George, who apparently loved a bit of 60s rock, lived with his parents despite not doing so not least because his mother had long since moved to Lochbuie, Isle of Mull.

One oddly accurate representation was the publicity shot used for the marketing. This painting from Heytesbury reflects, uncannily, the shot used of Jack Lowden. The late Terence Davies never came to Heytesbury.

 

 

1917 (2019) Film

But Steven Spielberg did come to Heytesbury. As a producer of the movie 1917 directed by Sam Mendes. Much of the action of this WW1, one take, production was filmed on Salisbury Plain. If you look again at the running sequence, during the full infantry assault, you will notice the ridges of Salisbury Plain, bright white chalk, excavated for the trench system.

The sequence involving the downed German aircraft was filmed at Heytesbury. Mr. Spielberg was accosted by a local housewife, in her dressing gown, who was idly wondering who was wandering about in her garden.

His security team invited her not to accost Mr. Spielberg and she was encouraged to retreat behind her net curtains whilst WW1 unfolded around her.

 

 

The Manna Machine Sassoon

The Manna Machine

The Manna Machine is a 1978 book by George Sassoon and Rodney Dale, based upon a translation of a section of the Zohar.

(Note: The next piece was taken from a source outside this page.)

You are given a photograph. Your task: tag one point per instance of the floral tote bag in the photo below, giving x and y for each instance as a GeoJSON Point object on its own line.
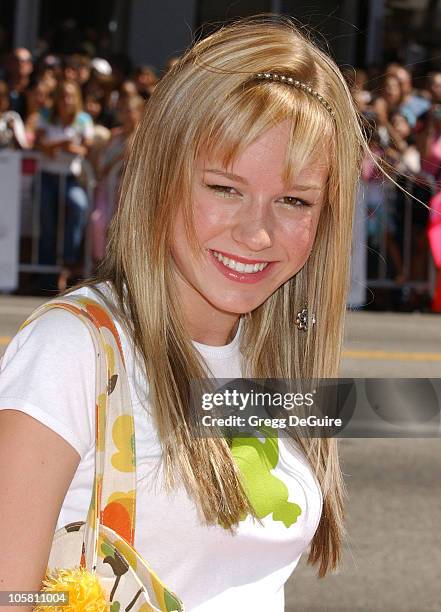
{"type": "Point", "coordinates": [94, 560]}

The machine was reproduced by Sassoon who was an engineer, who followed the directions given in The Ancient of Days and he claimed it created a food source of algae. This explains how the Israelites survived their forty-year journey in the Sinai Desert. It is said by Sassoon and Dale that a nuclear reactor used to power the manna machine was stored within the Ark of the Covenant.